You being 18 does not matter. At 18 you are an adult. You expected people to take you as an adult at that age right? You still cheated on him. I guess you have never experienced infidelity and what it does to a person. After a person is cheated on, they will often check on their spouse forever…. Not every day but from time to time. It takes 2 – 5 years for the betrayed person to mostly recover from infidelity. But every so often the betrayed person will get a sort of panic attack and look… at least many will.

My husband cheated on me 12 years ago.. right before and after we married. Recovery was hard but I go through it. But with the occasional panic attacks I would check… Say once a year. And guess what there was something every time I checked. He was having online affairs the whole time. We are divorced now for that and other reasons. 

Your husband does not trust you.. at least part of the time he does not trust you. You need to ask him what he needs from you to make him feel safe. 

I’ll ask again, what was in that chat between you and your sister? Why would that chat make him think you were thinking of cheating?


----------



## Patty SadWife (May 20, 2012)

Thanks for all of your advice, it gets me to thinking about everything a lot!. @ EleGirl...I cant discuss the details of my conversation with my sister here...but she was saying things about, she was going to take me out to dance with other guys, on the chat my reply was "lol", we were just playing around and talking mess, girlfriends do that, talk stupid things just among ourselves, knowing that we really wont do it,, but it was taken a whole different direction by my husband, he acted as my sister was trying to make me cheat on him and even stopped talking to her


----------



## Count of Monte Cristo (Mar 21, 2012)

Patty SadWife said:


> Thanks for all of your advice, it gets me to thinking about everything a lot!. @ EleGirl...I cant discuss the details of my conversation with my sister here...but she was saying things about, she was going to take me out to dance with other guys, on the chat my reply was "lol", we were just playing around and talking mess, girlfriends do that, talk stupid things just among ourselves, knowing that we really wont do it,, but it was taken a whole different direction by my husband, he acted as my sister was trying to make me cheat on him and even stopped talking to her


I don't blame your husband for not talking to your sister. She wasn't acting like a friend of the marriage. Also, never put anything in electronic form (joking or not) that you would feel uncomfortable seeing on the front page of the New York Times.
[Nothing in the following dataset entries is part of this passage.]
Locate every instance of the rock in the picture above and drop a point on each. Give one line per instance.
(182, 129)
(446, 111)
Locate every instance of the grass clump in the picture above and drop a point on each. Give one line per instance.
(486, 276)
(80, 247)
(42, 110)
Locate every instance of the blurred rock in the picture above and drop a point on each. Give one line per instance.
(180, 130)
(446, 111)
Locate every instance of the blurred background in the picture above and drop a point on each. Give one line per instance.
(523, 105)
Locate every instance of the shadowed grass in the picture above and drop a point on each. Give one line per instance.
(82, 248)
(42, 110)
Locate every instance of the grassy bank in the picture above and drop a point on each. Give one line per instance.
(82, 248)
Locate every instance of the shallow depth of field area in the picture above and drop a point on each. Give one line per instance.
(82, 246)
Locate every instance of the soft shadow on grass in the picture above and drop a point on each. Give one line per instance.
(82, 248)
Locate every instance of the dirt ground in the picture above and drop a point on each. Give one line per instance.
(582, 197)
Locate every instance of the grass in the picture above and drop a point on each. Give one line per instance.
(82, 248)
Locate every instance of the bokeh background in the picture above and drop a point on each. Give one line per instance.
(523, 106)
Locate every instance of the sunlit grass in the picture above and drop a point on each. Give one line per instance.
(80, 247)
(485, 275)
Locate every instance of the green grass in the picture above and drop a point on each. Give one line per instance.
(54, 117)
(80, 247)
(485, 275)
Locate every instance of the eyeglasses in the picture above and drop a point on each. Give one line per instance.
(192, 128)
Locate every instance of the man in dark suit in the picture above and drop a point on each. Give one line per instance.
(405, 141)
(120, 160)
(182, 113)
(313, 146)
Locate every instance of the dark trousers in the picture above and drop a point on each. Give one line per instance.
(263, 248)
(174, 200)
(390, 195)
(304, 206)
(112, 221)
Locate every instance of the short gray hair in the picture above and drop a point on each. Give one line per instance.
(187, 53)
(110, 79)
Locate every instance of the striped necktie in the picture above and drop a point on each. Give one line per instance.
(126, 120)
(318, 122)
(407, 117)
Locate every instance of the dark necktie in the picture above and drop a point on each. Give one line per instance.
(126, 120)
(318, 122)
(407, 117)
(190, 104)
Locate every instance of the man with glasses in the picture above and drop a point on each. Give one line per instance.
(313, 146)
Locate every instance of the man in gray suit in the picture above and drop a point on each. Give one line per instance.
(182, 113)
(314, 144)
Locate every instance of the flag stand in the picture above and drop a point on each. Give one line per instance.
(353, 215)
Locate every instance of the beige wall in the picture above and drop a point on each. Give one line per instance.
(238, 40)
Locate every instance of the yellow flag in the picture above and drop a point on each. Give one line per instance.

(BTW, I still have over 200 pages of explicit emails between my ex and her lover. I probably won't do anything with them now but if she ever tries to blame me for the breakup of our marriage, I have my ace in the hole.)


----------



## bandit.45 (Feb 8, 2012)

Look, bottom line: there is no privacy in marriage. There is respect. There are boundaries. But no privacy. No secrets. None.

If you cannot get that through your head then maybe you should split with your husband, because unless there is full transparency between the two of you, this issue will keep coming up again and again and destroy what little of the relationship there is left.


----------



## Badblood (Oct 27, 2011)

Sounds to me like you have the problem moreso than your husband. You cheated with one guy, have been talking to another ex-bf, and have been chatting about cheating to your sister. Why should your husband have to put up with this? The reason he is insecure in your marriage is that you are constantly doing inappropriate things that make him so. STOP talking to other men....period!! Stop discussing your marriage with ANYONE outside of it, including your sister. You say he is "pushing you away", does that mean that you are looking for an excuse to cheat again? Bottom line is that he has trust issues and you aren't making it any better by your actions.


----------



## jen1020 (Dec 18, 2011)

Hi there

I think you have a couple of issues within your marriage.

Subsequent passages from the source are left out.